All in all, it may be one of the strangest “studies” from a pro-abortion source that I have ever read. But, no sooner do I write this sentence, when it occurs to me that (from the anti-life perspective), it makes perfect sense.

What do I mean? We’ve all read or heard ad nauseam that abortion “helps” women. In fact, those who of us who oppose abortion are supposed to understand it’s a kind of (sick) rite of passage, as normal as puberty and getting a driver’s license.

What about men (and boys)? Their “role” is, at a minimum, to shut up, better yet facilitate the death of their child.

Now, we’re told, there is room for #MenForChoice which ought to flourish because abortion benefits men as well.

I give you “Male Abortion Beneficiaries: Exploring the Long-Term Educational and Economic Associations of Abortion Among Men Who Report Teen Pregnancy” which appeared in the Journal of Adolescent Health.

Conclusion? “Women’s use of abortion services were associated with educational benefits for men who report teen pregnancies.”
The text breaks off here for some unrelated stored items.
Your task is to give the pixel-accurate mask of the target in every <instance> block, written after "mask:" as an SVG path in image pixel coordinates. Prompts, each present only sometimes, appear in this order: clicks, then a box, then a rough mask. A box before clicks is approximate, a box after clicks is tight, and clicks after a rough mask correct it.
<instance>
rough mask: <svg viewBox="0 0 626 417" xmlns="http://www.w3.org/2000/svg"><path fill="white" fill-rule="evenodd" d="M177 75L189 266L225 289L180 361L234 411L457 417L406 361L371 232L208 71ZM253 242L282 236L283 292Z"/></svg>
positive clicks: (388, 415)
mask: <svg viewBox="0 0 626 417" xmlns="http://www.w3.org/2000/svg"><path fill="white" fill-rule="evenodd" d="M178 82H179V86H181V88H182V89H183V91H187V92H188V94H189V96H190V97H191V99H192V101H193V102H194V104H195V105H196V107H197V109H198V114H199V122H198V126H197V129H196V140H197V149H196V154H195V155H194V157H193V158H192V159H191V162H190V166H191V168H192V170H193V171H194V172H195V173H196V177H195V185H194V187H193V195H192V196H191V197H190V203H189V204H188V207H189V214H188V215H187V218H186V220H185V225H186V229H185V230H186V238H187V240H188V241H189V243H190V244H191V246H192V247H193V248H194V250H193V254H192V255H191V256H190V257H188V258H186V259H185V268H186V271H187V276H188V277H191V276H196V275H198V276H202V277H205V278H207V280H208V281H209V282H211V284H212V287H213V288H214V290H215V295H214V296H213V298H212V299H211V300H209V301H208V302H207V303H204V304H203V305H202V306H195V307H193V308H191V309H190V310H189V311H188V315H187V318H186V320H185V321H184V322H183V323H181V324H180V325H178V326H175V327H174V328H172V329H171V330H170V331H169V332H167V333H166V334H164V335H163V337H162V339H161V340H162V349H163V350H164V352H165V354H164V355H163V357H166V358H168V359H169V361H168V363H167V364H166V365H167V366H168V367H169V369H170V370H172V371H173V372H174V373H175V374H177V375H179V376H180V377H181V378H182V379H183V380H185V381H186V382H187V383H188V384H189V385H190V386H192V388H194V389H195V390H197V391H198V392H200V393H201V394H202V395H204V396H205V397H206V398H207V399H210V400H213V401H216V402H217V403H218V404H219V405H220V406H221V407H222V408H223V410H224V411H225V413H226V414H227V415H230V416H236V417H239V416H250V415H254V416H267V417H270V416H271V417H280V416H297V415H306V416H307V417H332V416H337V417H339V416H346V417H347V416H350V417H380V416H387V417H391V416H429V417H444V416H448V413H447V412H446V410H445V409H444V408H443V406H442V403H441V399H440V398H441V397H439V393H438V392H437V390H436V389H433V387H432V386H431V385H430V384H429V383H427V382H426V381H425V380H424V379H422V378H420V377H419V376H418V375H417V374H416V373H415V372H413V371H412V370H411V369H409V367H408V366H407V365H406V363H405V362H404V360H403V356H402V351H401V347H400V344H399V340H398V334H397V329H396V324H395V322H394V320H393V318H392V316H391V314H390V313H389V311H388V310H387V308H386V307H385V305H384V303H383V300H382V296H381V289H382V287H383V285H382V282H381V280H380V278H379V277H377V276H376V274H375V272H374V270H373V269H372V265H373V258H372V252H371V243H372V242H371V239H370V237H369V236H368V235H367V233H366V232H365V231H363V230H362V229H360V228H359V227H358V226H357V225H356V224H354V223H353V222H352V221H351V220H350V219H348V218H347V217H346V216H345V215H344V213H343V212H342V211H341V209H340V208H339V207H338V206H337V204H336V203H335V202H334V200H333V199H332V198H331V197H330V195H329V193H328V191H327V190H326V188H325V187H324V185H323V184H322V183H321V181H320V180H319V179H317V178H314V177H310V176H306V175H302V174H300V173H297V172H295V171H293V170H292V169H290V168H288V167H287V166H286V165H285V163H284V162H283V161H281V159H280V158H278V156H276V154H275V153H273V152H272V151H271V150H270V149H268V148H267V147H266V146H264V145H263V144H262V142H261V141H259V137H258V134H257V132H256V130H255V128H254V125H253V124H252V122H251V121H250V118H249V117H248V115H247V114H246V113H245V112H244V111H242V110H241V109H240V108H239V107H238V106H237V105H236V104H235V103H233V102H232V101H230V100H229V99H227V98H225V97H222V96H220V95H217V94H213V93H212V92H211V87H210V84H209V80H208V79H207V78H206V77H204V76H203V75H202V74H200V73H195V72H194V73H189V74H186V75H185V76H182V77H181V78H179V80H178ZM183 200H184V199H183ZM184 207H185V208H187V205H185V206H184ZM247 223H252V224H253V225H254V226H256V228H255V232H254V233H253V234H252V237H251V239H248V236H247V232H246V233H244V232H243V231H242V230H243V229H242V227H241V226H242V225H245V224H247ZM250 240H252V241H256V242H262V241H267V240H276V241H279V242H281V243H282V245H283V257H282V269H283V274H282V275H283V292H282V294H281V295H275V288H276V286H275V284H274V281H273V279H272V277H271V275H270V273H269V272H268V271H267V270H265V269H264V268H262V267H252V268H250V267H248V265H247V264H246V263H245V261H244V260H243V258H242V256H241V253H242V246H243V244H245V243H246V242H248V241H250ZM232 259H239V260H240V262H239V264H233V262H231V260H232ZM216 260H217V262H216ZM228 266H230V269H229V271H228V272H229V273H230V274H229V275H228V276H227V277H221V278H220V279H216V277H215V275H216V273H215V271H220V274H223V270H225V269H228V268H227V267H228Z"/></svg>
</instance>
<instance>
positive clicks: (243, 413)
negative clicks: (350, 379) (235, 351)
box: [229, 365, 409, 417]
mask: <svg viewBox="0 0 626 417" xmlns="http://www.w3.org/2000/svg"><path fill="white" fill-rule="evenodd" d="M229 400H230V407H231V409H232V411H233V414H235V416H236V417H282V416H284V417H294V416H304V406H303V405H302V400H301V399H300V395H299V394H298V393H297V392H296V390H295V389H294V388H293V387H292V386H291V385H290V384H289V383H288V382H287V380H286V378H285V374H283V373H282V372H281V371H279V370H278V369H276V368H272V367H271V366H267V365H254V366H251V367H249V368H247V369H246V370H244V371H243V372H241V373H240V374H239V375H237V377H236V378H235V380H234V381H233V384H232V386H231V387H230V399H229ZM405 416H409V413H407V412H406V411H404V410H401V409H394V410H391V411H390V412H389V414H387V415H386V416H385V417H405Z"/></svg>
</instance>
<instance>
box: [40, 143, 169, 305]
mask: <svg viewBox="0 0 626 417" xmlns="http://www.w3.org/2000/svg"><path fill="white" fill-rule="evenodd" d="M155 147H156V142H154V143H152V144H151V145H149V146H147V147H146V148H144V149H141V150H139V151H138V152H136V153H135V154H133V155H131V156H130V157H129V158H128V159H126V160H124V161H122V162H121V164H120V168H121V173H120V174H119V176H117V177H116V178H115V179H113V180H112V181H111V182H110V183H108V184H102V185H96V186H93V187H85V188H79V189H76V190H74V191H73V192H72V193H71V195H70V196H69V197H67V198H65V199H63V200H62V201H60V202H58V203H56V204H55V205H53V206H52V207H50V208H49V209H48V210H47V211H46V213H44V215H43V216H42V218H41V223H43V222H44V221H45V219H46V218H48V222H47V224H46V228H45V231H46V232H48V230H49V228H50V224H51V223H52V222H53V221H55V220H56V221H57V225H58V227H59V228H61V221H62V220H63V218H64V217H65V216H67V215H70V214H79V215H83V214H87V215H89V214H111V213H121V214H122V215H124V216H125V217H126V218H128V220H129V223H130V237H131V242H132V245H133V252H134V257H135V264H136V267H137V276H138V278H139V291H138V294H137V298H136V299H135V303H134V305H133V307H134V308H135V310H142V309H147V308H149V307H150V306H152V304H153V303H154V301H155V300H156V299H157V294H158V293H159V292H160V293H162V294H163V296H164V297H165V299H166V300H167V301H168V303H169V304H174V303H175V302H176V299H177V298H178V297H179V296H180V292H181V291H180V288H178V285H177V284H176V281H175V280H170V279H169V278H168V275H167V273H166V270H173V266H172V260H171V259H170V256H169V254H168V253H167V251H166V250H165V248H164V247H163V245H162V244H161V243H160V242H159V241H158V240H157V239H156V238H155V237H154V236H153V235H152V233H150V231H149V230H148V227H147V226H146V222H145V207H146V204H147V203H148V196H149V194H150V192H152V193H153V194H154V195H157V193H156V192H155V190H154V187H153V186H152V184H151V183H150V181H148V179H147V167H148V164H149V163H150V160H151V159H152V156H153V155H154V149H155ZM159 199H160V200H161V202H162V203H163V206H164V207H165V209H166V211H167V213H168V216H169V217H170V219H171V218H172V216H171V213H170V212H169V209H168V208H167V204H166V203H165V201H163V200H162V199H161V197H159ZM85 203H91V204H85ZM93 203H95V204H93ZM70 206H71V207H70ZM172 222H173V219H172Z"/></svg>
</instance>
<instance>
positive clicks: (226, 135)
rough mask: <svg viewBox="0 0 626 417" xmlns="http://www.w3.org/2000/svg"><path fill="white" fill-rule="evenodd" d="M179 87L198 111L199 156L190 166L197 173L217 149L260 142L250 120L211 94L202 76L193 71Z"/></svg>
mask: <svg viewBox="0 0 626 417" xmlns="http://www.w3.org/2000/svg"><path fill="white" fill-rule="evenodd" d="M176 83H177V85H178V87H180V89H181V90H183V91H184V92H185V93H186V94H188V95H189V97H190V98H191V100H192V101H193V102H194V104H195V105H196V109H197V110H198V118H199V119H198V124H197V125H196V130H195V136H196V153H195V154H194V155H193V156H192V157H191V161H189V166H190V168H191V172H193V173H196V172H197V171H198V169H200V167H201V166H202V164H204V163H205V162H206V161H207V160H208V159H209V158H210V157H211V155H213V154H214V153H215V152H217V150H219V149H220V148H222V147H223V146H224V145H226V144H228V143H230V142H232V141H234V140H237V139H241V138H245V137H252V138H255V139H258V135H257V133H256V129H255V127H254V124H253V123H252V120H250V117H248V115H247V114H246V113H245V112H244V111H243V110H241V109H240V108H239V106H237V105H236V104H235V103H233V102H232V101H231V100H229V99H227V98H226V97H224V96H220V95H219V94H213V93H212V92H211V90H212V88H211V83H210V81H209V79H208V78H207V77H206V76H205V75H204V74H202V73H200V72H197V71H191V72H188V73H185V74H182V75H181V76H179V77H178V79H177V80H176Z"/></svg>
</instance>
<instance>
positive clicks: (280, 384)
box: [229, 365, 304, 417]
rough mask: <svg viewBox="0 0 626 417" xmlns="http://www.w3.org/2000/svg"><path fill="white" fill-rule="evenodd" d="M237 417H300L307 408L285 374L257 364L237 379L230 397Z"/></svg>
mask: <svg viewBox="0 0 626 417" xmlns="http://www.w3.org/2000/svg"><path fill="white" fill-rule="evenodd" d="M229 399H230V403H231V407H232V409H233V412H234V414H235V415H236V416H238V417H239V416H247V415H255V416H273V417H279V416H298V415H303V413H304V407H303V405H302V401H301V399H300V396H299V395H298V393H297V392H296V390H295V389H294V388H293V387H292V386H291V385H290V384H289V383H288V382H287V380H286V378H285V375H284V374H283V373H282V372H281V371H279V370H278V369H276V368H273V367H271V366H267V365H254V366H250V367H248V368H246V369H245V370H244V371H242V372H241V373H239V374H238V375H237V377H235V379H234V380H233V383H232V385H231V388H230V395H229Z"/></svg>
At first glance, you wouldn’t think this would be a big selling point among self-avowed “feminists.” But any port in a storm, right?

The abortion industry and its legion of media enablers will never cease to tout the power of #ShoutYourAbortion. But they also know if they can persuade more men to tout the advantages—to them—of abandoning the pregnant women in their lives, it helps shape a different narrative: EVERYBODY benefits, except for the kid, but they don’t put up hashtags.

The political agenda of the whole enterprise is absurdly, even embarrassingly self-evident. So we are not the least bit surprised when lead author Bethany Everett of the University of Utah in Salt Lake tells Reuters Health by email, “We are seeing an influx of laws being passed that criminalize women who have abortions and abortion providers, and yet we never discuss male partners and how they may benefit from access to abortion.” (Not said explicitly but could be, “Hey this is one time we need the guys.”)

So the study interviewed “nearly 600 young men, interviewed when they were in their late 20s and early 30s, who reported involvement in a pregnancy before age 20,” according to Carolyn Crist.

Conditions in every which way but perhaps the guys’ bowling scores improved if the young girls aborted.

Otherwise…doomed! You have to say this for pro-abortionists, they don’t bother with subtleties.

One ray of hope is extended in the last paragraph.

Said Luciana Assini-Meytin of the Johns Hopkins Bloomberg School of Public Health in Baltimore, Maryland, who wasn’t involved in the study,

“Not all adolescents who experience teen parenting are doomed to a life of poor outcomes. Some do well, despite an early childbirth; others don’t,” she said in an email to Crist. “We need to better understand the mechanisms by which teen fathers are able to succeed

In the very last paragraph of the actual study-in one of those embarrassing comments that are needed to negate the obvious implications of their results-the authors reassure us, “The results should not be provided as motivation for men to coerce a woman into having an abortion.”

What then? “[R]ather, they highlight that restricting access to abortion may have negative consequences for men whose partners desire abortion but are unable to access services.”

Get it? Guys, you shouldn’t coerce women (actually girls) into aborting even if you’re persuaded you’d get a better job and make more money if she does. Just know that if your “partner” should “desire abortion but [is] unable to access services,” all these benefits could be lost.

So? Lobby for laws allowing unrestricted abortion, the conclusion that is so obvious the study authors don’t even have to write it.

It’s enough to give cynicism a bad name.